Career CFL statistics
- Rush attempts: 4
- Rushing yards: 22
- Return yards: 136
- Stats at CFL.ca (archived)

= Robert Jordan (American football) =

American gridiron football player (born 1986)

Robert Jordan (born January 29, 1986) is an American former professional football wide receiver who played for the BC Lions of the Canadian Football League (CFL), and the Florida Tarpons of the Indoor Football League

==College career==
Jordan played college football for the California Golden Bears. Jordan set the University of California record for consecutive games with receptions with 42 and started more games at 37 than any other player on the 2007 team. He attended Hayward High School in Hayward, California.

==Professional career==

===San Francisco 49ers===
Jordan signed a free agent contract with the National Football League San Francisco 49ers on April 28, 2008.

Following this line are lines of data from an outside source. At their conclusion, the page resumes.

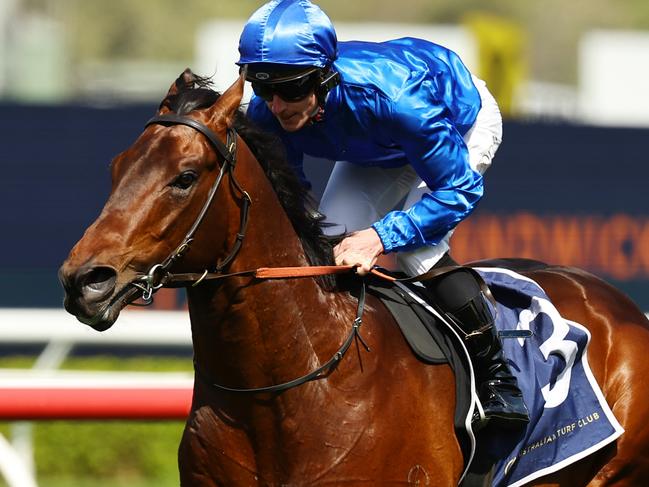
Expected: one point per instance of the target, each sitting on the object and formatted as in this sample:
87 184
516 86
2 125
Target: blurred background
78 78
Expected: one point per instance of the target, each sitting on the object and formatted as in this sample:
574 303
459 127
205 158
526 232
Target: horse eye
184 180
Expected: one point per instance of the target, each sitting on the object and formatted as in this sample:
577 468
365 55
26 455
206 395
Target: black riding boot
458 294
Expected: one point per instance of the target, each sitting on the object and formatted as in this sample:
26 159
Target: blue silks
406 101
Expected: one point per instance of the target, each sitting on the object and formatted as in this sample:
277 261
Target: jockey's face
293 115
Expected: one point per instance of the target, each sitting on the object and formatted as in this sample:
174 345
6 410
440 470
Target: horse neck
251 333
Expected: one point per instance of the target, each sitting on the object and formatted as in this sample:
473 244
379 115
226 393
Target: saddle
433 342
525 314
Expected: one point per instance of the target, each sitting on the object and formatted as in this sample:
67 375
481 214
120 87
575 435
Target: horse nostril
96 282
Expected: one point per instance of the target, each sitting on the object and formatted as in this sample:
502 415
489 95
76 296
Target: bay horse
378 415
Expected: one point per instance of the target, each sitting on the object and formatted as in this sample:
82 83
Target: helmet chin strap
329 81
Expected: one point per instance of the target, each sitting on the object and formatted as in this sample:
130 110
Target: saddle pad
418 327
434 343
570 418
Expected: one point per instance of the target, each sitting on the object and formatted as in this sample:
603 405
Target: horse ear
184 82
228 103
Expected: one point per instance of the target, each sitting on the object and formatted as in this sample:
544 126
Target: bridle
159 275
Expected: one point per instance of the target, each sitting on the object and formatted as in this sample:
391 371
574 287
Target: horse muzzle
90 294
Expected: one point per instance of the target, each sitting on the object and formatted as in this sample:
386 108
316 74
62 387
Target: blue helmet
288 32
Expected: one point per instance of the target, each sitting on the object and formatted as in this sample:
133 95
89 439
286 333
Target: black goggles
290 91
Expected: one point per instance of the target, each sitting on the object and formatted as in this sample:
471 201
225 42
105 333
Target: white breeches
356 196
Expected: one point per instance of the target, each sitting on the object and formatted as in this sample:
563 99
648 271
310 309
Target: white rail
50 388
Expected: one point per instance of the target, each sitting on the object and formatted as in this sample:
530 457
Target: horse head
159 186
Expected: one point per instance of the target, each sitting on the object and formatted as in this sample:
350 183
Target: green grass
106 453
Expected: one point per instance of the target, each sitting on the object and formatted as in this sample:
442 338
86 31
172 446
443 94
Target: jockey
408 125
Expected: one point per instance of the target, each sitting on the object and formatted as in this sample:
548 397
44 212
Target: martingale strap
320 372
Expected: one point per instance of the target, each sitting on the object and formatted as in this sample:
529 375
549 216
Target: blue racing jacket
406 101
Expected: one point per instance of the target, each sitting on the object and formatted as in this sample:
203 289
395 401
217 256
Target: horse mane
271 155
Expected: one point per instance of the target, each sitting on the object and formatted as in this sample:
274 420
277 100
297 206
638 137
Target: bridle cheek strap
158 275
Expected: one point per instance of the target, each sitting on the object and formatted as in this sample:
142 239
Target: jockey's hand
360 249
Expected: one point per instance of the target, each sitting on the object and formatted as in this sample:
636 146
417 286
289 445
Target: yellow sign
502 58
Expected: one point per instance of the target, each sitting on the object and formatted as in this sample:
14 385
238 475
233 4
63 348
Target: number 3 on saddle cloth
569 417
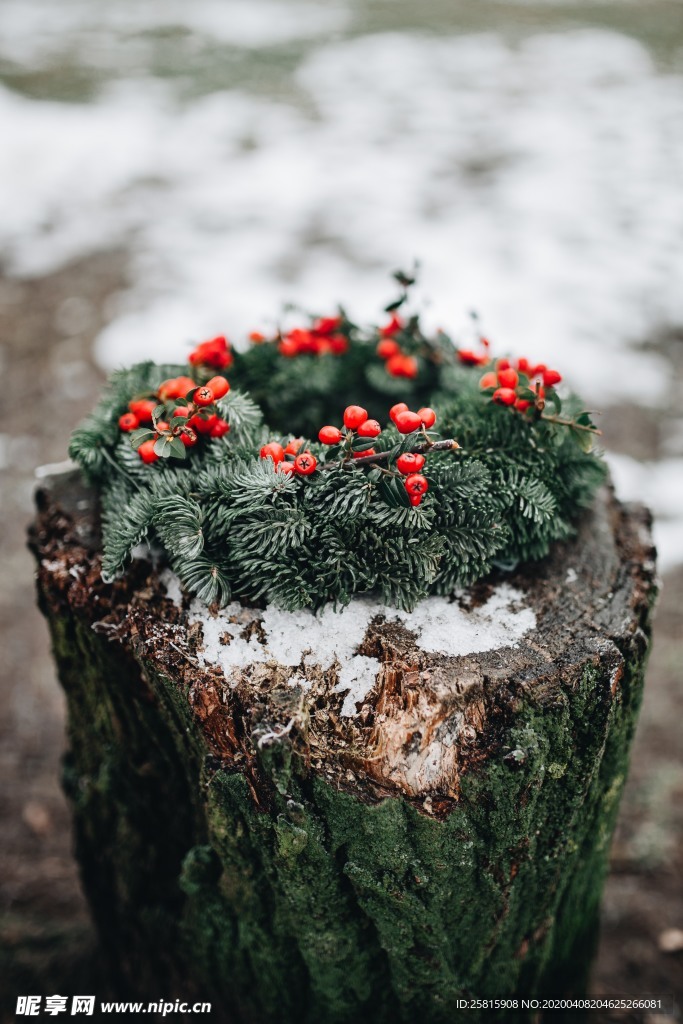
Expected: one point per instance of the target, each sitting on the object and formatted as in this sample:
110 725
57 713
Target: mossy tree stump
374 835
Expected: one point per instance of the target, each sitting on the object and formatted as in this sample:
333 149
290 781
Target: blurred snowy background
173 170
245 154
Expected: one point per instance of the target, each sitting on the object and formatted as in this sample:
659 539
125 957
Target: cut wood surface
360 815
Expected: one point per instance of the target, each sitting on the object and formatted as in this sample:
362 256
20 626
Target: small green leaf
163 448
585 439
177 448
553 397
138 436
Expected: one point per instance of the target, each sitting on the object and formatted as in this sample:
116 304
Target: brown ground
47 943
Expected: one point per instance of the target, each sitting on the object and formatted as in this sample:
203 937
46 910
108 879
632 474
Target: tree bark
253 834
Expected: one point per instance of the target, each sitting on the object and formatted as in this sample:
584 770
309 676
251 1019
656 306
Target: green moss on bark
314 904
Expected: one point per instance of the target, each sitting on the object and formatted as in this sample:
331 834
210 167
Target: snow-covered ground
250 154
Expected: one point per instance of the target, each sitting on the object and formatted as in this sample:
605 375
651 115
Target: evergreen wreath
184 459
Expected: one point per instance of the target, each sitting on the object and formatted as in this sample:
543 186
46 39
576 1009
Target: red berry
428 417
410 462
142 409
551 377
188 436
354 416
370 428
329 435
408 422
508 378
128 422
202 425
203 396
219 386
488 380
294 445
416 483
387 347
288 348
305 463
401 366
220 428
272 451
146 452
395 410
505 396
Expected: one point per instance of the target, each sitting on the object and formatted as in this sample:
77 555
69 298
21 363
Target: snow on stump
366 815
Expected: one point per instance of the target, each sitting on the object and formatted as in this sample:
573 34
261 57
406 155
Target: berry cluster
406 421
173 420
356 436
291 459
521 384
397 363
356 425
323 338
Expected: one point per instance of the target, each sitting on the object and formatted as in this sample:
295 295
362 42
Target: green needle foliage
233 525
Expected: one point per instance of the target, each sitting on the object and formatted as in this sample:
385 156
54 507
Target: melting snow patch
332 638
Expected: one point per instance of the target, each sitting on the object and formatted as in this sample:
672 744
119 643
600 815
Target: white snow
331 638
659 485
537 178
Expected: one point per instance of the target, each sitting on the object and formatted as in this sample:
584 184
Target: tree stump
367 815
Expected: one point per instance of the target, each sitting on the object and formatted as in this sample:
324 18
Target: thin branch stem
570 423
365 460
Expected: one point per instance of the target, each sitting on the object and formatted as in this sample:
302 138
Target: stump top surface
403 702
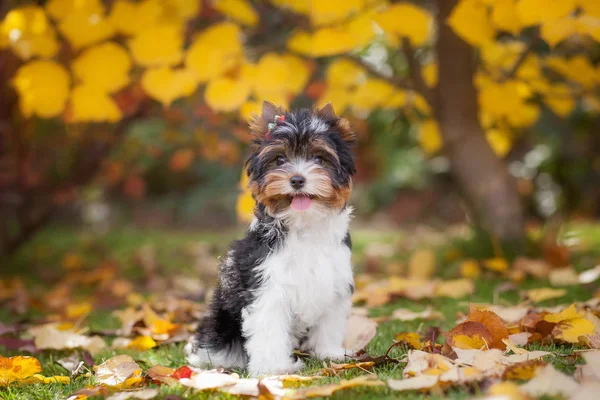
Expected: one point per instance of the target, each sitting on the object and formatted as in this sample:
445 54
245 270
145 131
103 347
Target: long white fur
307 284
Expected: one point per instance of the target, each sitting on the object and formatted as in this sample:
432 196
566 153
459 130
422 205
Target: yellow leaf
298 73
555 31
158 46
470 20
60 9
455 288
505 17
470 269
500 141
82 28
104 67
566 314
78 310
219 43
239 10
142 343
590 25
333 11
344 73
496 264
38 378
406 20
17 369
421 264
533 12
43 88
226 94
92 105
430 74
429 137
569 331
28 33
165 84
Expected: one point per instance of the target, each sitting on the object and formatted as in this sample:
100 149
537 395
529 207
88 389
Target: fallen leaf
404 314
328 390
414 383
143 394
549 382
49 336
412 339
469 335
360 331
493 323
120 372
455 288
421 264
570 330
543 294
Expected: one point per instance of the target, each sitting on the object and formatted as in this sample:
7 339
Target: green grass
39 265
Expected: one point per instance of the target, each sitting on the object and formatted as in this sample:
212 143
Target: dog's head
300 160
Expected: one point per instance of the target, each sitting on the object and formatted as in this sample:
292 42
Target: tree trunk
482 176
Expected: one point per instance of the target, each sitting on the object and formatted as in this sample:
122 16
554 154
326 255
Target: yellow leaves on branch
104 67
43 88
406 20
221 44
28 33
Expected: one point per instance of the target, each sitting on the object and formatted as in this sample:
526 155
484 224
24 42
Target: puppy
288 283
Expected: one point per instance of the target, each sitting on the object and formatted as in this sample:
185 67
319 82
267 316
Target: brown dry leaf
414 383
563 277
120 372
590 371
533 267
542 294
360 331
328 390
455 288
49 336
17 369
548 381
412 339
334 368
404 314
493 323
570 330
496 264
143 394
469 335
161 374
421 264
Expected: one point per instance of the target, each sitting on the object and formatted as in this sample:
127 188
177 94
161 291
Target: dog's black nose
297 181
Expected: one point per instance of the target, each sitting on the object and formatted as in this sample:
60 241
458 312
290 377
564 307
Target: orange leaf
493 323
470 335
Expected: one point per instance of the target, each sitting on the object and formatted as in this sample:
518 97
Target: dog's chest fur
311 270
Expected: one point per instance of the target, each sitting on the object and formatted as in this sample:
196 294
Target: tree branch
415 74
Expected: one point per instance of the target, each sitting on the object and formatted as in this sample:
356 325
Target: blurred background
133 114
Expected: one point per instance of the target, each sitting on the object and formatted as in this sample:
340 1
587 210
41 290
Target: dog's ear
342 124
259 125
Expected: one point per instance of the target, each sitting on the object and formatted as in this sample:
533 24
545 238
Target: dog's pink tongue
301 203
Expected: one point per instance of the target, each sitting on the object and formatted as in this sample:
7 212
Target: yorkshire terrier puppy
288 284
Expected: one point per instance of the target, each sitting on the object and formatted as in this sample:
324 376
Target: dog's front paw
334 354
257 369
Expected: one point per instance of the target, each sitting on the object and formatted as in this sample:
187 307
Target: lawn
152 261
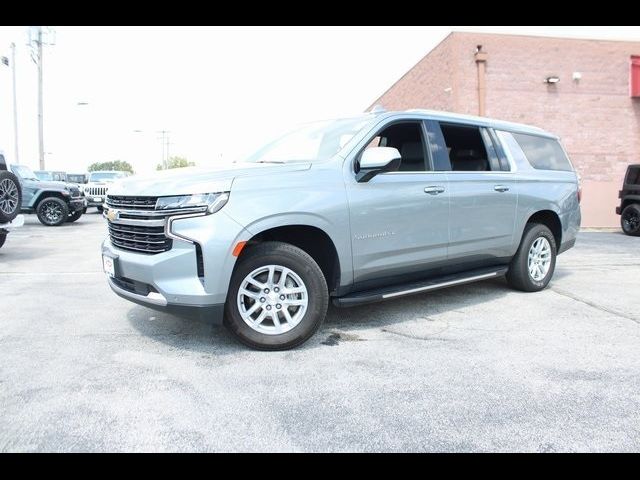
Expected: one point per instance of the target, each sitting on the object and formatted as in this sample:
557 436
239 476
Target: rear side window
543 153
633 176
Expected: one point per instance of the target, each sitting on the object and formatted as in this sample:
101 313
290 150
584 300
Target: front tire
52 211
10 196
277 298
533 265
74 216
630 220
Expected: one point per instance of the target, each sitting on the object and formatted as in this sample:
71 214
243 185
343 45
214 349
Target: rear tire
630 220
74 216
52 211
10 196
277 298
533 265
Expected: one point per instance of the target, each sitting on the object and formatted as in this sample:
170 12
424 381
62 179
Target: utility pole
165 147
15 104
40 112
39 41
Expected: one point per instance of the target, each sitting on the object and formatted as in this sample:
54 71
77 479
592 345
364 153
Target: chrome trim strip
152 297
124 239
440 285
139 223
158 213
169 225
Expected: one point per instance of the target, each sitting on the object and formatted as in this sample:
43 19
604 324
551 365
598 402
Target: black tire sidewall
519 274
277 253
6 175
63 217
633 207
74 216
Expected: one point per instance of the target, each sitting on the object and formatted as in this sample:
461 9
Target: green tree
118 165
176 162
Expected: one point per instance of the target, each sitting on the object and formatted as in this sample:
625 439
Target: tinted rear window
633 176
543 153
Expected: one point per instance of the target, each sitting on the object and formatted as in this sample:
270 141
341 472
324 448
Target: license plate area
110 265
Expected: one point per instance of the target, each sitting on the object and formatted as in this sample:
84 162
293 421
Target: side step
402 290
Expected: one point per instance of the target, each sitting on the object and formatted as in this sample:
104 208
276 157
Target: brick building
590 105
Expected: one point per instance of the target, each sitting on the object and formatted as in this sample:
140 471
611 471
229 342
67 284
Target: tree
118 165
176 162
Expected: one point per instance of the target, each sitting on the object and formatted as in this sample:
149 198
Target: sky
221 92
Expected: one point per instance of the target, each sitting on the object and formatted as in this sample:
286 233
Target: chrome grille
138 238
143 203
90 191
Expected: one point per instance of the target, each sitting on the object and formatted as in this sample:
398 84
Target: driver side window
408 139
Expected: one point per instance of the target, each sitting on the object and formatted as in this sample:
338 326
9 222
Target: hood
183 181
51 185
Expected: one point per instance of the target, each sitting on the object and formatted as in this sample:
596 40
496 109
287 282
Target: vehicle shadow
201 337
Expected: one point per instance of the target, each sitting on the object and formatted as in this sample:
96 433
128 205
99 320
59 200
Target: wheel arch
309 237
629 200
41 195
550 219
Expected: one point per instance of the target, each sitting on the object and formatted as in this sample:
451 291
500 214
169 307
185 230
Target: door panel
483 197
483 209
397 227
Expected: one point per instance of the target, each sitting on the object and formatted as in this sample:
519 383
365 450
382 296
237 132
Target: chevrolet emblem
113 215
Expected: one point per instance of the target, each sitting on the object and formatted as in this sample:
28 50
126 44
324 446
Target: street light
5 61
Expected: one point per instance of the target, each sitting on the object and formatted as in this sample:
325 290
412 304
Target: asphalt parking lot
477 367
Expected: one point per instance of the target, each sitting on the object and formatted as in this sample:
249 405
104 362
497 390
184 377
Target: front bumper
213 314
169 281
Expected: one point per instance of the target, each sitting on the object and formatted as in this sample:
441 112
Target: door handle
433 190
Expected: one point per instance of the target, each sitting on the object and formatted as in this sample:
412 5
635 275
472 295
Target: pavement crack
570 295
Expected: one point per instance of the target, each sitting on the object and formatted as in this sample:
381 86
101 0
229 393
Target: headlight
212 201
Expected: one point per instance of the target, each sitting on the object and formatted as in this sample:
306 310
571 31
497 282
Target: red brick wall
597 121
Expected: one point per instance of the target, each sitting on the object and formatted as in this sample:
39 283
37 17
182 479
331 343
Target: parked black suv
629 209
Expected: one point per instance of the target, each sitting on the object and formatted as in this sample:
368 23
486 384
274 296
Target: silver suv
355 210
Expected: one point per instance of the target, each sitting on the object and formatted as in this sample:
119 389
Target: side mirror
377 160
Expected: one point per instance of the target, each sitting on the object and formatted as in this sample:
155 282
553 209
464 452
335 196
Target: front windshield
311 142
102 176
76 178
44 175
24 172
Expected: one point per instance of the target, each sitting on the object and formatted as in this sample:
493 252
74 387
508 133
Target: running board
436 283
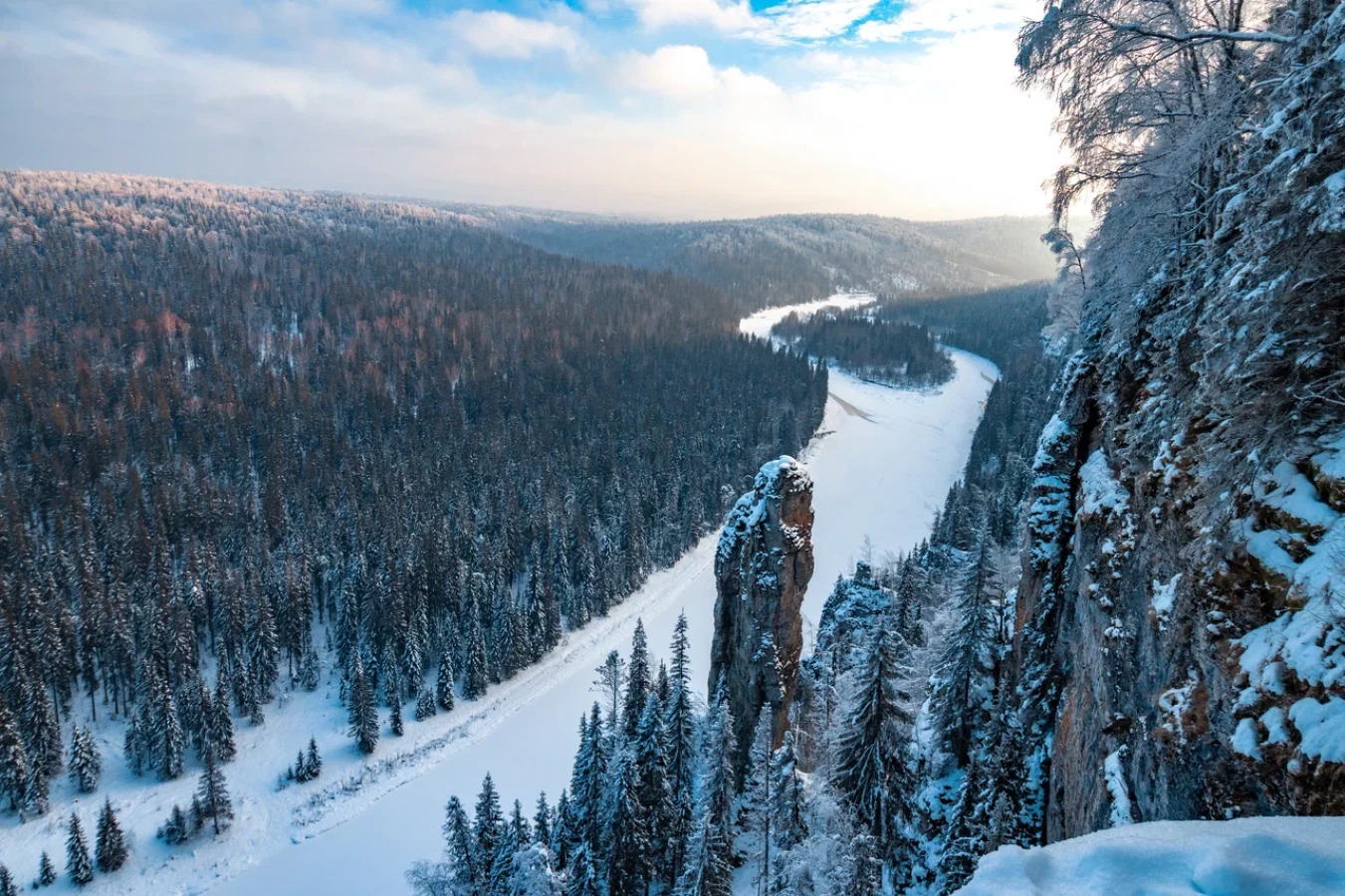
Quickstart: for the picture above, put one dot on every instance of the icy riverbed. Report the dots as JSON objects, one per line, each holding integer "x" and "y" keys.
{"x": 881, "y": 466}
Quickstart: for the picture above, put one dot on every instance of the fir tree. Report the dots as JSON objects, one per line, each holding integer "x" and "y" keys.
{"x": 111, "y": 849}
{"x": 38, "y": 799}
{"x": 425, "y": 707}
{"x": 638, "y": 681}
{"x": 489, "y": 822}
{"x": 562, "y": 831}
{"x": 756, "y": 798}
{"x": 611, "y": 676}
{"x": 588, "y": 784}
{"x": 460, "y": 848}
{"x": 543, "y": 822}
{"x": 313, "y": 761}
{"x": 79, "y": 865}
{"x": 222, "y": 722}
{"x": 681, "y": 735}
{"x": 14, "y": 762}
{"x": 363, "y": 713}
{"x": 444, "y": 684}
{"x": 968, "y": 655}
{"x": 85, "y": 765}
{"x": 213, "y": 795}
{"x": 175, "y": 829}
{"x": 310, "y": 670}
{"x": 46, "y": 871}
{"x": 709, "y": 861}
{"x": 476, "y": 678}
{"x": 870, "y": 772}
{"x": 787, "y": 798}
{"x": 627, "y": 860}
{"x": 518, "y": 823}
{"x": 168, "y": 739}
{"x": 652, "y": 796}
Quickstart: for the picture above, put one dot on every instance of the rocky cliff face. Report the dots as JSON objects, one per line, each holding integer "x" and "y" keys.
{"x": 762, "y": 570}
{"x": 1181, "y": 615}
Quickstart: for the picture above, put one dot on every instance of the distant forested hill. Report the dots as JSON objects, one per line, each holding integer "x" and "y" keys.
{"x": 788, "y": 259}
{"x": 237, "y": 425}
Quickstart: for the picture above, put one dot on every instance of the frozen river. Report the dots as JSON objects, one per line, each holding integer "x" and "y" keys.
{"x": 881, "y": 467}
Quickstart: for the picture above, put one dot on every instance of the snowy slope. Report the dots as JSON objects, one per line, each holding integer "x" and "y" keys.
{"x": 881, "y": 467}
{"x": 880, "y": 478}
{"x": 1241, "y": 857}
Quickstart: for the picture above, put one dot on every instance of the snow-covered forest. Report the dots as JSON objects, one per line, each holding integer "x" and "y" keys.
{"x": 1127, "y": 611}
{"x": 287, "y": 477}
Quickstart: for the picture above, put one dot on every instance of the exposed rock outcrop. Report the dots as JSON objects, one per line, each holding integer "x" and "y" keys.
{"x": 762, "y": 570}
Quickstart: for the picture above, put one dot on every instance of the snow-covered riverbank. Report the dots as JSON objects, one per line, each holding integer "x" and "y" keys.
{"x": 877, "y": 475}
{"x": 881, "y": 466}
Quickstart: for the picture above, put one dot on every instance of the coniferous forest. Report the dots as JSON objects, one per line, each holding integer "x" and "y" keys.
{"x": 896, "y": 352}
{"x": 238, "y": 427}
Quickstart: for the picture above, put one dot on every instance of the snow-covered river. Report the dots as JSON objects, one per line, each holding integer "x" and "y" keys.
{"x": 881, "y": 467}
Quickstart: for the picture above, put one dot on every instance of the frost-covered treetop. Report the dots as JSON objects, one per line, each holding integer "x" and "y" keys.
{"x": 773, "y": 481}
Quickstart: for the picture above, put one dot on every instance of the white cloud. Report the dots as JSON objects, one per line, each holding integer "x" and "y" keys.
{"x": 378, "y": 110}
{"x": 815, "y": 19}
{"x": 947, "y": 16}
{"x": 721, "y": 15}
{"x": 509, "y": 37}
{"x": 683, "y": 72}
{"x": 785, "y": 22}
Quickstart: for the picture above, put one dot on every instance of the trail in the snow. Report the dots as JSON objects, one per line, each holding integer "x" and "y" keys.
{"x": 873, "y": 485}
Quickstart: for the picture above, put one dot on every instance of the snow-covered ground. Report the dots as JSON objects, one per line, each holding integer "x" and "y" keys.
{"x": 1241, "y": 857}
{"x": 881, "y": 467}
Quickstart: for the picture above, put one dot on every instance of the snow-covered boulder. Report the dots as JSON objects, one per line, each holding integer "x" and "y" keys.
{"x": 1241, "y": 857}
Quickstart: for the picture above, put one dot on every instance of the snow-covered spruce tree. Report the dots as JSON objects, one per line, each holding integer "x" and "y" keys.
{"x": 222, "y": 723}
{"x": 638, "y": 681}
{"x": 489, "y": 823}
{"x": 588, "y": 787}
{"x": 85, "y": 765}
{"x": 969, "y": 662}
{"x": 111, "y": 846}
{"x": 169, "y": 744}
{"x": 681, "y": 736}
{"x": 46, "y": 871}
{"x": 14, "y": 762}
{"x": 175, "y": 829}
{"x": 709, "y": 858}
{"x": 444, "y": 682}
{"x": 37, "y": 800}
{"x": 562, "y": 837}
{"x": 870, "y": 769}
{"x": 611, "y": 678}
{"x": 476, "y": 676}
{"x": 213, "y": 796}
{"x": 788, "y": 808}
{"x": 314, "y": 761}
{"x": 42, "y": 727}
{"x": 79, "y": 865}
{"x": 458, "y": 873}
{"x": 363, "y": 713}
{"x": 628, "y": 839}
{"x": 654, "y": 796}
{"x": 532, "y": 873}
{"x": 425, "y": 707}
{"x": 543, "y": 821}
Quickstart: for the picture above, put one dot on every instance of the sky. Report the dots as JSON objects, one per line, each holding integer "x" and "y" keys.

On July 29, 2008, Jordan was released from the San Francisco 49ers (upon his own personal decision), so that he could tend to a death in his family. Ex-head coach Mike Nolan was reported saying that he wanted to bring the un-drafted rookie back some time in the near future so that he may attend practice squad.

===British Columbia Lions===
On April 13, 2010, Jordan signed with the British Columbia Lions. On July 26, 2010, he was released by the Lions.

===Florida Tarpons===
On August 15, 2011, Jordan signed with the Florida Tarpons.

==Personal==
He is the cousin of former Cal running back and former Seattle Seahawks player Marshawn Lynch, Baltimore Ravens quarterback Josh Johnson and former Oakland Raiders quarterback JaMarcus Russell.